Calon jemaah umrah yang berangkat dari Bandara Soekarno-Hatta (Analisadaily/Istimewa)
Analisadaily.com, Tangerang - Bandara Soekarno-Hatta kembali melayani penerbangan umrah mulai Minggu (1/11).
Penerbangan umrah ini direalisasikan setelah pemerintah Arab Saudi membuka penerbitan visa umrah bagi WNI.
Sebelumnya penerbangan umrah dari Indonesia ditutup sejak Februari 2020 akibat merabaknya wabah Covid-19.
Penerbangan umrah perdana Bandara Soekarno-Hatta dilakukan oleh maskapai Saudia Airlines nomor penerbangan SV 817 rute Jakarta-Jeddah dengan jadwal keberangkatan pukul 10.45 WIB dan mendarat pukul 16.30 waktu setempat.
Adapun jemaah umrah asal Indonesia yang ikut dalam penerbangan dengan pesawat berbadan lebar (wide body) Boeing 777-300 ini berjumlah 253 orang.
Duta Besar Arab Saudi untuk Indonesia, Essam bin Abed Al-Thaqaf, turut melepas keberangkatan para jemaah.
President Director PT Angkasa Pura (AP) II, Muhammad Awaluddin mengatakan, calon jemaah umrah dipastikan ikut menjalani protokol kesehatan di Bandara Soekarno-Hatta sebelum berangkat ke Tanah Suci.

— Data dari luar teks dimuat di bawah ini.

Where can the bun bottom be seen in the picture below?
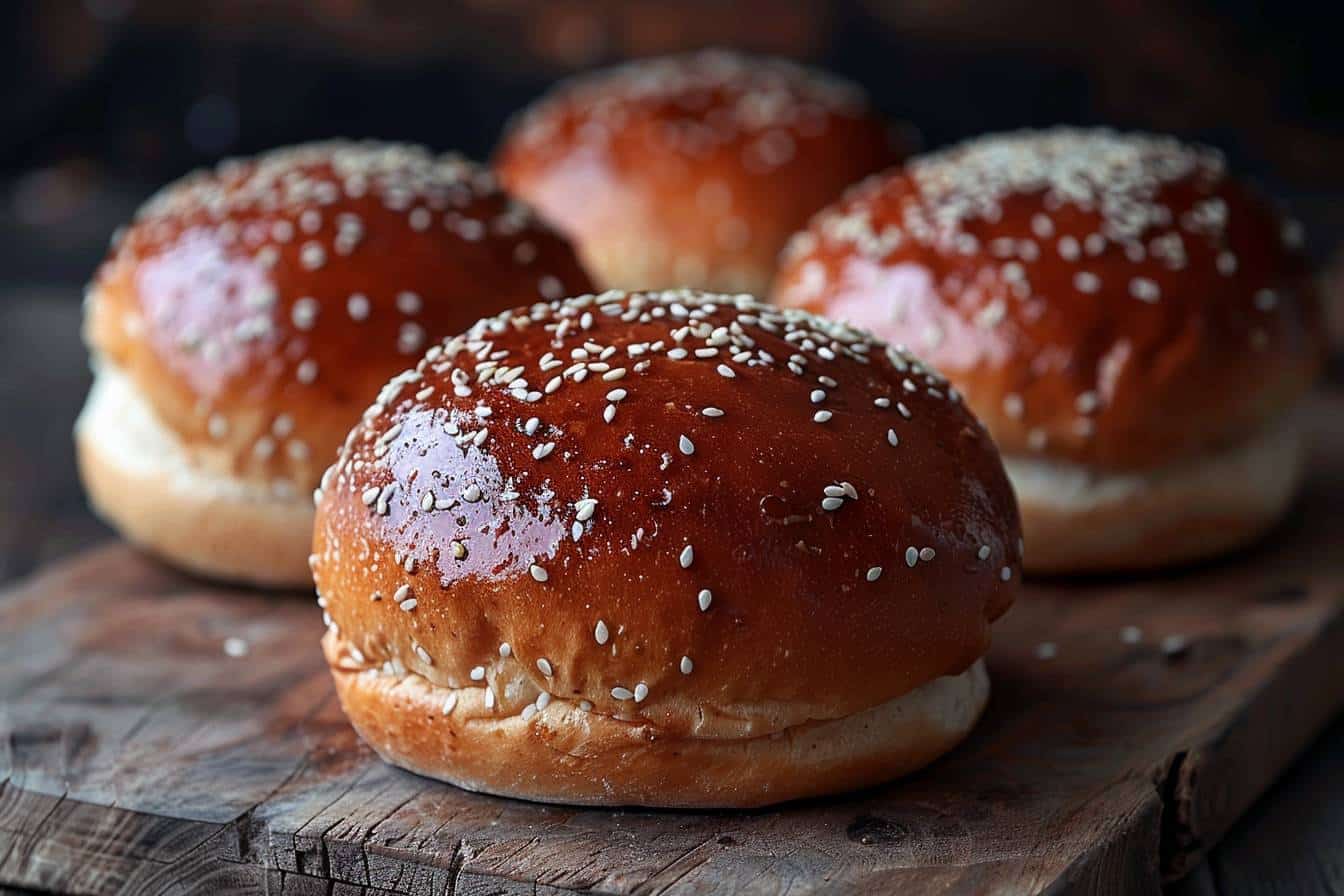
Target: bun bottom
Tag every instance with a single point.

"Protokol kesehatan itu salah satunya pemeriksaan hasil PCR Test yang berlaku tidak lebih dari 72 jam sebelum waktu pemberangkatan," jelas Muhammad Awaluddin.
Arab Saudi juga menetapkan sejumlah syarat lainnya seperti, jemaah umrah luar negaranya harus berusia 18-50 tahun.

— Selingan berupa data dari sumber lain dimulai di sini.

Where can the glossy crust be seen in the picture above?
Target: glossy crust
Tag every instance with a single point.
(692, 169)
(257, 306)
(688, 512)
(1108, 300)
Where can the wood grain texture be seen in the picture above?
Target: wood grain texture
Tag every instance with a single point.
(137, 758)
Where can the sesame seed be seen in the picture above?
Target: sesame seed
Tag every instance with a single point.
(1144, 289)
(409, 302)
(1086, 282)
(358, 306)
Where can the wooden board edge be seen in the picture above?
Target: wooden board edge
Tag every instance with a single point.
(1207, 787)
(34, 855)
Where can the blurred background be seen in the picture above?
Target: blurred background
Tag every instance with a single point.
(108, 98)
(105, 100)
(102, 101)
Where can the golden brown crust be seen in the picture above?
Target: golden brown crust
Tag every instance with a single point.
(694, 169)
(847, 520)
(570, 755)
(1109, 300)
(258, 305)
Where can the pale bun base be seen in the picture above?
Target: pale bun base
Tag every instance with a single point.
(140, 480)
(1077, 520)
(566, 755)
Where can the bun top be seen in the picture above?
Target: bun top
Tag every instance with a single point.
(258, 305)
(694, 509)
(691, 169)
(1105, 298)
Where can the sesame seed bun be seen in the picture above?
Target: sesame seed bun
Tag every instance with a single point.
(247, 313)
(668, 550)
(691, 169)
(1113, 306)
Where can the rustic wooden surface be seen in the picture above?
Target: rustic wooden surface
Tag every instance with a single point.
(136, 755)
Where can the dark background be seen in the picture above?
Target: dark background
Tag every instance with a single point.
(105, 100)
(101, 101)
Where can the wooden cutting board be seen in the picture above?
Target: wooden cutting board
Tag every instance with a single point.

Muhammad Awaluddin menambahkan, Bandara Soekarno-Hatta akan memastikan kelancaran proses keberangkatan jemaah umrah sesuai dengan protokol yang berlaku untuk menjaga kepercayaan pemerintah Indonesia dan Arab Saudi.
"WNI kini sudah dapat kembali beribadah umrah, di mana penerbangan perdana dilakukan dari Bandara Soekarno-Hatta. Penting bagi Bandara Soekarno-Hatta untuk menjaga kepercayaan ini dengan menerapkan protokol yang ada termasuk terkait dengan aspek kesehatan," tegas Awaluddin.
PT AP II menerapkan protokol kesehatan dengan konsep Biosafety dan Biosecurity Management sebagai upaya menciptakan bandara yang aman, sehat dan higienis.
Bandara Soekarno-Hatta sebagai pintu utama Indonesia, telah menjalin konektivitas khusus di tengah pandemi ini dengan bandara di Uni Emirat Arab, Korea Selatan, China dan Singapura sejalan dengan inisiatif Travel Corridor Arrangement (TCA) yang dinisiasikan oleh pemerintah Indonesia dengan negara-negara tersebut.